REPUBLIKA.CO.ID, JAKARTA — Petugas Penyelenggara Ibadah Haji (PPIH) Arab Saudi 2026 hari ini memperoleh materi mengenai layanan operasional jamaah haji khususnya menghadapi puncak haji pada bulan Zulhijah mendatang. Diketahui, puncak jamaah haji diperkirakan di antara tahap pra Arafah, Muzdalifah, Mina (Armuzna) dan tahap setelah Armuzna. 
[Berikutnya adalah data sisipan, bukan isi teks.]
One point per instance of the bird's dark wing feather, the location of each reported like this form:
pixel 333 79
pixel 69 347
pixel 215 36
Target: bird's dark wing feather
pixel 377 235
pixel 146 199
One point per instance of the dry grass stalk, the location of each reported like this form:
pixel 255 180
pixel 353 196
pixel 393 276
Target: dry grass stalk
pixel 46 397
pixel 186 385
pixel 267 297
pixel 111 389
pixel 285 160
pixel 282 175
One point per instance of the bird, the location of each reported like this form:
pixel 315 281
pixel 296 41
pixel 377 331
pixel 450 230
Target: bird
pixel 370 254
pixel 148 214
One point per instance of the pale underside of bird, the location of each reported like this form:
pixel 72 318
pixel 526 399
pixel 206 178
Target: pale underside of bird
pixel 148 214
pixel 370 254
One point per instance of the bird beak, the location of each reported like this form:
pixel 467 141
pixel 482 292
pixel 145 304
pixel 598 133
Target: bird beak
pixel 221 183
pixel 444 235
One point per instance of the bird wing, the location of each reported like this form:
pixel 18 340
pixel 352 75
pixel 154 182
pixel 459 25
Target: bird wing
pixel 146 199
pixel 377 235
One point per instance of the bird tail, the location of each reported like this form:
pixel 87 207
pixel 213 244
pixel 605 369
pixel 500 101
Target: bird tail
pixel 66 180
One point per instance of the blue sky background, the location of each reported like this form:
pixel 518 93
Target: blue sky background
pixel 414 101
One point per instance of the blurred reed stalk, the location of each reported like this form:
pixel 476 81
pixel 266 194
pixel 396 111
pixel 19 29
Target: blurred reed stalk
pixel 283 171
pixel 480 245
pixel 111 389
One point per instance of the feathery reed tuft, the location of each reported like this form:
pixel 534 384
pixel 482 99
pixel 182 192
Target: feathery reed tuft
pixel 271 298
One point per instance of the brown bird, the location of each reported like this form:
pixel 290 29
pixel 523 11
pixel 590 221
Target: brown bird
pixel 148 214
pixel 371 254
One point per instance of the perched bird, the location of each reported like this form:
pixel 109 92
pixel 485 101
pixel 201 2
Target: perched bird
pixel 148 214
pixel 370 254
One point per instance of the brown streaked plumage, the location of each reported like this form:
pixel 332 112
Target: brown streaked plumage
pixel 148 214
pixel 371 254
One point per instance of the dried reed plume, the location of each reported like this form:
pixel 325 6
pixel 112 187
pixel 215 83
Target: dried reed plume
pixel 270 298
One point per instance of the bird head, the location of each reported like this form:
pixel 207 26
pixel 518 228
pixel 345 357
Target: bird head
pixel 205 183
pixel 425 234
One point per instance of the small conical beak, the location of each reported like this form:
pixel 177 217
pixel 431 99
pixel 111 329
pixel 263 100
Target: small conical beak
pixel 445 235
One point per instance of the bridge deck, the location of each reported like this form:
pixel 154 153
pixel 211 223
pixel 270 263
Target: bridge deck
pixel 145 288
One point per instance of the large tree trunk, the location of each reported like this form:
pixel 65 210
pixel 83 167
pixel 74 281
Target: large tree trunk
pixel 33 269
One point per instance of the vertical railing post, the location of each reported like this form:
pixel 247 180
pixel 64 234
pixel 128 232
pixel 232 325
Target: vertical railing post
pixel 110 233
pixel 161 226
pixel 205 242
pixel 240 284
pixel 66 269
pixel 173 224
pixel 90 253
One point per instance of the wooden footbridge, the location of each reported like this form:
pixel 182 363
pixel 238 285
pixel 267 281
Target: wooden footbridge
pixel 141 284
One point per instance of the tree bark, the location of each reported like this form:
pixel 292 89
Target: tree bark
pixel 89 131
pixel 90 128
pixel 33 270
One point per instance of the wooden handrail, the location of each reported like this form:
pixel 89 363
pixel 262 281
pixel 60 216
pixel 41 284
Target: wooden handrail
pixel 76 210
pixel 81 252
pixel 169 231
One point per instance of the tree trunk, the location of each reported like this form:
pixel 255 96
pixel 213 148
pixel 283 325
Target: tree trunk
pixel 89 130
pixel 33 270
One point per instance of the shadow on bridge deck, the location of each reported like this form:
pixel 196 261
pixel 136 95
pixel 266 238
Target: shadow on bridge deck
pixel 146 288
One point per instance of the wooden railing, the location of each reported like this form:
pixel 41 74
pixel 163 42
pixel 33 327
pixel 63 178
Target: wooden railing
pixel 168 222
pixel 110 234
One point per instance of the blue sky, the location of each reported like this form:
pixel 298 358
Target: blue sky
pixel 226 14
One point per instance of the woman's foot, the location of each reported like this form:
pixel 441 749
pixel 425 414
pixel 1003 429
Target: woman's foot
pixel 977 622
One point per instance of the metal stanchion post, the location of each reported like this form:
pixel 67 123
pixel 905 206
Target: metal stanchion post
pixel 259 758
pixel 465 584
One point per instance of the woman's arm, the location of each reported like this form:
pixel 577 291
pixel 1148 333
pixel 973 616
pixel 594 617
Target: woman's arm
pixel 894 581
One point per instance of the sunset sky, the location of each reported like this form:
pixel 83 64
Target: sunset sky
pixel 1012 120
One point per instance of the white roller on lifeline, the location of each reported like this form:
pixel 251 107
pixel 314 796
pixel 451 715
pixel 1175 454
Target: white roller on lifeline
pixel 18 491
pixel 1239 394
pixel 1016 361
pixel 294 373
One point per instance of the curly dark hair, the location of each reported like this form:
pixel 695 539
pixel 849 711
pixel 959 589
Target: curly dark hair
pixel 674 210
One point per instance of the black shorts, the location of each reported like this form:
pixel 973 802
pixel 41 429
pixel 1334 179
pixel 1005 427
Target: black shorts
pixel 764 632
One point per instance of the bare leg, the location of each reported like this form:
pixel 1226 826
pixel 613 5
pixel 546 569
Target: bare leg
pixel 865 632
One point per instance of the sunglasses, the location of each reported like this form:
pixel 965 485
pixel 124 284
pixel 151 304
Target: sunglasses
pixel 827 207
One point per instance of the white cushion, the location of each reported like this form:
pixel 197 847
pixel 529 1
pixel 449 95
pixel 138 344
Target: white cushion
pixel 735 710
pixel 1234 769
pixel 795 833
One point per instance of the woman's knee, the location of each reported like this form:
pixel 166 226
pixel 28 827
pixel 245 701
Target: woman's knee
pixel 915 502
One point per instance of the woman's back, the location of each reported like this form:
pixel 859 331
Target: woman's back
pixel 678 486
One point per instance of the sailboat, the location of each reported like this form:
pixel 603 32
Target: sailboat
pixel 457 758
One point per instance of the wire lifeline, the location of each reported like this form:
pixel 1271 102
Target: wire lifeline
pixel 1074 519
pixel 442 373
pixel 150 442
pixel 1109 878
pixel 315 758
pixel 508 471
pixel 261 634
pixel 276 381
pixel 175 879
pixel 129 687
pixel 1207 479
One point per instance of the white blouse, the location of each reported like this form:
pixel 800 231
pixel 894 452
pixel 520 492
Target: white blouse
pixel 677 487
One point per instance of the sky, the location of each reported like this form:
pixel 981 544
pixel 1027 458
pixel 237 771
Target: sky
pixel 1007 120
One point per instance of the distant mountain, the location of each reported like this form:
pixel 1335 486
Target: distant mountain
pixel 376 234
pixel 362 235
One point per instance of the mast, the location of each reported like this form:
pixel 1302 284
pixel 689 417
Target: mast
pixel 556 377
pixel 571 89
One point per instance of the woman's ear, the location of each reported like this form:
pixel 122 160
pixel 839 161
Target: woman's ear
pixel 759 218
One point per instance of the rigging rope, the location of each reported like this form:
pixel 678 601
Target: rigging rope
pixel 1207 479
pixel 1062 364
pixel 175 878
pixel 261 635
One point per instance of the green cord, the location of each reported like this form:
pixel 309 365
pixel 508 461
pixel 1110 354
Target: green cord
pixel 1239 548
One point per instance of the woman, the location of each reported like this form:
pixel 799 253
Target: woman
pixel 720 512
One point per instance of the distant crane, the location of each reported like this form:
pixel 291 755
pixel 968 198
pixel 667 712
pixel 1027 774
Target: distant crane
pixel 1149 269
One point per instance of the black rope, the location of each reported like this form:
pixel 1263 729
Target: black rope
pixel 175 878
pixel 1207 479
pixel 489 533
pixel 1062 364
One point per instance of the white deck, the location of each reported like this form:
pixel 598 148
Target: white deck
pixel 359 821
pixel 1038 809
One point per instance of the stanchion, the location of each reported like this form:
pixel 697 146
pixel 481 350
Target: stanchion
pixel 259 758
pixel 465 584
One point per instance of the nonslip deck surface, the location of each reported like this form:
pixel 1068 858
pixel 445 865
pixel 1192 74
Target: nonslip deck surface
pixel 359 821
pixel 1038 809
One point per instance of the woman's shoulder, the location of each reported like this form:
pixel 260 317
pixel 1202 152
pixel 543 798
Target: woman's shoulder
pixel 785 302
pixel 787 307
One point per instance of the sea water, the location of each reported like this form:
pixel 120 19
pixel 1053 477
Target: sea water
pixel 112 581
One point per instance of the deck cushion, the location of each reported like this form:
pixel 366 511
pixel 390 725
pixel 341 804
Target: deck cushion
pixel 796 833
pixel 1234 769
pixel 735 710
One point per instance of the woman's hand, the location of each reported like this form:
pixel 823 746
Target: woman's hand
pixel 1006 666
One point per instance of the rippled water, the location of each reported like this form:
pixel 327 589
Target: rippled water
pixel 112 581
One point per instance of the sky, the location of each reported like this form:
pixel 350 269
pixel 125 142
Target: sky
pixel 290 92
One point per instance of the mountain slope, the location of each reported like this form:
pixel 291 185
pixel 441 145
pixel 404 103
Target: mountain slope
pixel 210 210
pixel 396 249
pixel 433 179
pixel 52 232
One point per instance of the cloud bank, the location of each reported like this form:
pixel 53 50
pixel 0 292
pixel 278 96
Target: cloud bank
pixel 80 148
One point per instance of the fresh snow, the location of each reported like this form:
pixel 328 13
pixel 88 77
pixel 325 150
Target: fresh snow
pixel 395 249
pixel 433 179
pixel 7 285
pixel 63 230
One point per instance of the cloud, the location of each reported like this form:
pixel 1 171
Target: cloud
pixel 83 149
"Tugas memberikan pelayanan ini akan berada dalam lingkup tugas Satops (Satuan Operasi) Armuzna yang mana tugas pokoknya adalah membantu, melayani dan mengkoordinasikan penyiapan dan pengendalian pergerakan jamaah haji, di mana indonesia bersama petugasnya memberikan pelayanan umum, pelayanan kesehatan dan bimbingan ibadah," ujar Koordinator Materi TFG Diklat PPIH Arab Saudi 2026, Dr Letkol (Inf) Surnadi, dalam acara diklat PPIH Arab Saudi di Asrama Haji Pondok Gede, Jakarta, Selasa (27/1/2026).

Baca Juga

Surnadi pun mengimbau agar para petugas meningkatkan kesiapan dan kemampuan menghadapi situasi darurat serta mengatasi masalah yang mungkin timbul selama pelaksanaan haji. Kedua, petugas diminta meningkatkan koordinasi dan komunikasi antara petugas haji, maskapai,hotel dan pemerintah Arab Saudi.

Petugas, kata Surnadi, juga diminta menguji sistem yang akan digunakan selama pelaksanaan haji. Selanjutnya, petugas juga harus meningkatkan  kemampuan dalam mengelola dan mengawasi kegiatan jamaah haji. 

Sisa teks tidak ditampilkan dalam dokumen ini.